Post Number:#24  Post by ofonorow » Tue Dec 18, 2012 10:43 am

For some reason, that paper hurt my head! (We just found out that all the interesting oral "action" occurs within the first 20 minutes!)

Table I seems to indicate that one AA "unit" reads as 2 sugar "units", or about double.

When the AA increased from 3.2 to 69.2, (+66) the reading jumped from 110 to 251 (+141) on that older Abott labs glucose meter.

Do not know if that ratio applies to my current meter.

Now the problem with putting a "drop" of an iv solution on the meter is that it is too concentrated and doesn't simulate the blood, like your rep suggested, i.e. the 100 mg for 3.3 oz (dl) does. (Hmmm, should be able to use these measurements to see calibrate the Freestyle Lite ascorbic acid measurements!!)

First, they were using older glucose meters, so probably apples and oranges, but they did have the benefit of laboratory equipment and found thus:
The finger stick glucose levels in the mid and post samples appeared to be about 3.5 times higher than the plasma AA levels. When the finger stick glucose levels were divided by 3.6
one could get a close approximation of the plasma AA levels at low levels. The mid finger stick glucose level was: 251 mg/dL: 251 mg/dL t 3.6 = 69.7 mg/dL AA (the actual value was 69.2 mg/dL)

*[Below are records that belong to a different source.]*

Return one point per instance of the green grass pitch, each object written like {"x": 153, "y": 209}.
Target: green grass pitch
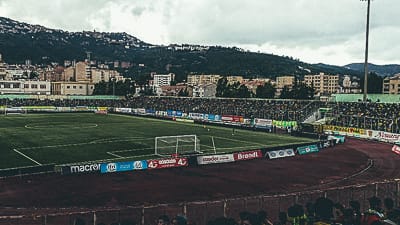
{"x": 38, "y": 139}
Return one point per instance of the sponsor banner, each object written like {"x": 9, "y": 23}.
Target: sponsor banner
{"x": 211, "y": 159}
{"x": 337, "y": 138}
{"x": 100, "y": 112}
{"x": 196, "y": 116}
{"x": 326, "y": 144}
{"x": 281, "y": 153}
{"x": 184, "y": 120}
{"x": 123, "y": 166}
{"x": 238, "y": 119}
{"x": 86, "y": 168}
{"x": 167, "y": 163}
{"x": 284, "y": 124}
{"x": 123, "y": 110}
{"x": 210, "y": 117}
{"x": 150, "y": 111}
{"x": 383, "y": 136}
{"x": 247, "y": 155}
{"x": 63, "y": 109}
{"x": 262, "y": 122}
{"x": 161, "y": 113}
{"x": 396, "y": 149}
{"x": 173, "y": 113}
{"x": 349, "y": 131}
{"x": 307, "y": 149}
{"x": 340, "y": 139}
{"x": 230, "y": 118}
{"x": 141, "y": 111}
{"x": 226, "y": 118}
{"x": 80, "y": 108}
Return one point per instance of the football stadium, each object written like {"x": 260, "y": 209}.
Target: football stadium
{"x": 199, "y": 161}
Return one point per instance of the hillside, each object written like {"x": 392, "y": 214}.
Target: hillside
{"x": 21, "y": 41}
{"x": 381, "y": 70}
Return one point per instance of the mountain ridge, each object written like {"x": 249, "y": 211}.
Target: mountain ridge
{"x": 43, "y": 46}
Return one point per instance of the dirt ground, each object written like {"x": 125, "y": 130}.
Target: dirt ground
{"x": 262, "y": 176}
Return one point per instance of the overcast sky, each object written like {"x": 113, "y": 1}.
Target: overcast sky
{"x": 326, "y": 31}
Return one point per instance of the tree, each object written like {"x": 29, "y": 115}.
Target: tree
{"x": 265, "y": 91}
{"x": 285, "y": 93}
{"x": 183, "y": 93}
{"x": 221, "y": 87}
{"x": 243, "y": 92}
{"x": 33, "y": 75}
{"x": 302, "y": 91}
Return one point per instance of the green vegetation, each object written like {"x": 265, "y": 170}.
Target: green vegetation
{"x": 68, "y": 138}
{"x": 56, "y": 46}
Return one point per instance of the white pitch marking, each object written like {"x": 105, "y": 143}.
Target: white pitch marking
{"x": 15, "y": 150}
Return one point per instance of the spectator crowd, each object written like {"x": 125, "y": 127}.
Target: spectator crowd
{"x": 321, "y": 212}
{"x": 367, "y": 115}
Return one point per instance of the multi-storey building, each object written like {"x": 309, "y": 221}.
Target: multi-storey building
{"x": 25, "y": 87}
{"x": 285, "y": 81}
{"x": 323, "y": 84}
{"x": 202, "y": 79}
{"x": 234, "y": 79}
{"x": 205, "y": 90}
{"x": 72, "y": 88}
{"x": 391, "y": 85}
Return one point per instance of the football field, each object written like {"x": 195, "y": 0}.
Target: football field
{"x": 61, "y": 138}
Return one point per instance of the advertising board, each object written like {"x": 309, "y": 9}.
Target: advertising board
{"x": 281, "y": 153}
{"x": 123, "y": 166}
{"x": 212, "y": 159}
{"x": 167, "y": 163}
{"x": 248, "y": 155}
{"x": 85, "y": 168}
{"x": 307, "y": 149}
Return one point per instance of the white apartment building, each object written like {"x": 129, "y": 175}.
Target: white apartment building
{"x": 25, "y": 87}
{"x": 160, "y": 80}
{"x": 323, "y": 83}
{"x": 205, "y": 91}
{"x": 202, "y": 79}
{"x": 72, "y": 88}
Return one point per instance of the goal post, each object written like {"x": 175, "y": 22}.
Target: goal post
{"x": 14, "y": 111}
{"x": 176, "y": 145}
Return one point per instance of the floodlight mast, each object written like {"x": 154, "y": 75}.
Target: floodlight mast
{"x": 366, "y": 53}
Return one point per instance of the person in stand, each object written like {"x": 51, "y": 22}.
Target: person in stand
{"x": 374, "y": 214}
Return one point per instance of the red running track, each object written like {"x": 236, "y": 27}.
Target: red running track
{"x": 327, "y": 168}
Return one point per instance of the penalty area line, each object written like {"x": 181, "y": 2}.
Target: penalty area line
{"x": 115, "y": 155}
{"x": 15, "y": 150}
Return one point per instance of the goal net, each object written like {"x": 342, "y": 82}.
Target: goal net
{"x": 14, "y": 111}
{"x": 176, "y": 145}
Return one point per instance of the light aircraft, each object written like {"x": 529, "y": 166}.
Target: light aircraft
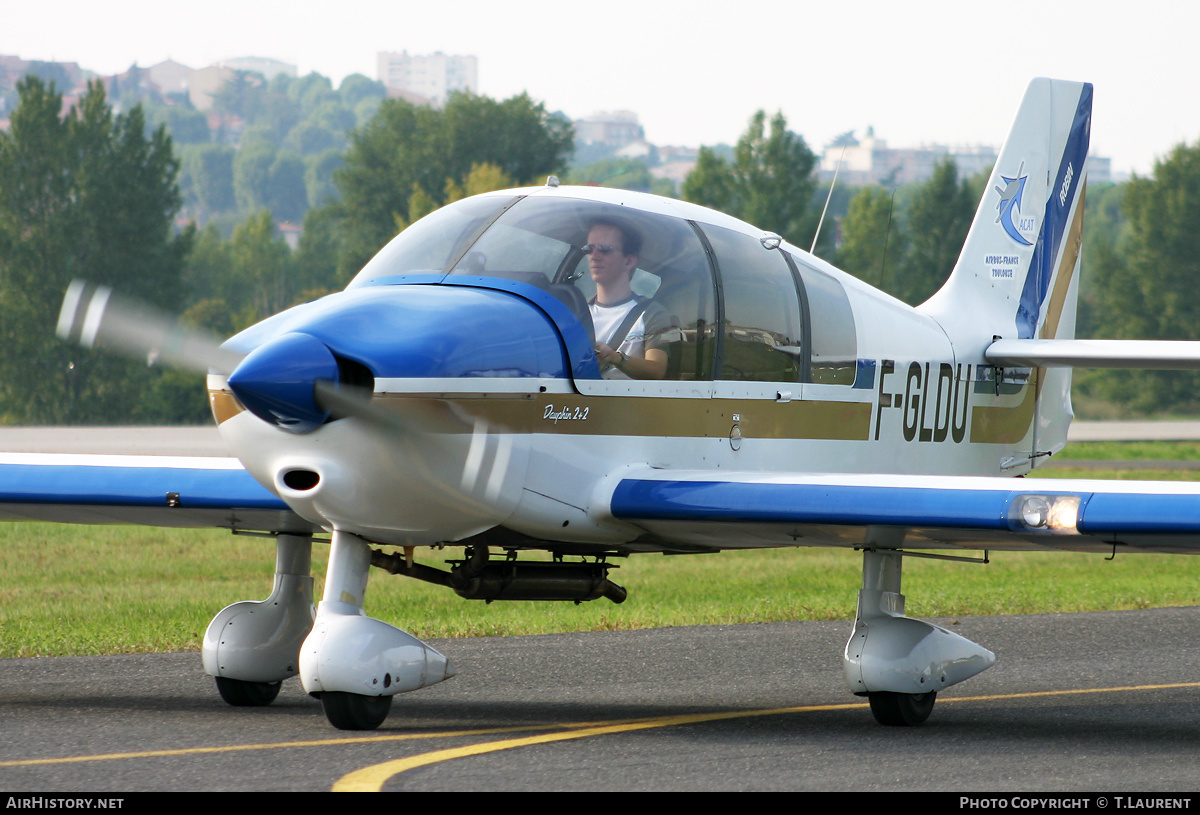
{"x": 451, "y": 396}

Now if I understand (I don't) how they use electrical currents, it is possible that the sodium in sodium ascorbate may affect the measurement, so I suppose the next experiment should be a repeat of today with sodium ascorbate powder - before doing Lypo-C (which is also sodium ascorbate.)

Since IV/C is sodium ascorbate (or should be) perhaps this explains the double readings?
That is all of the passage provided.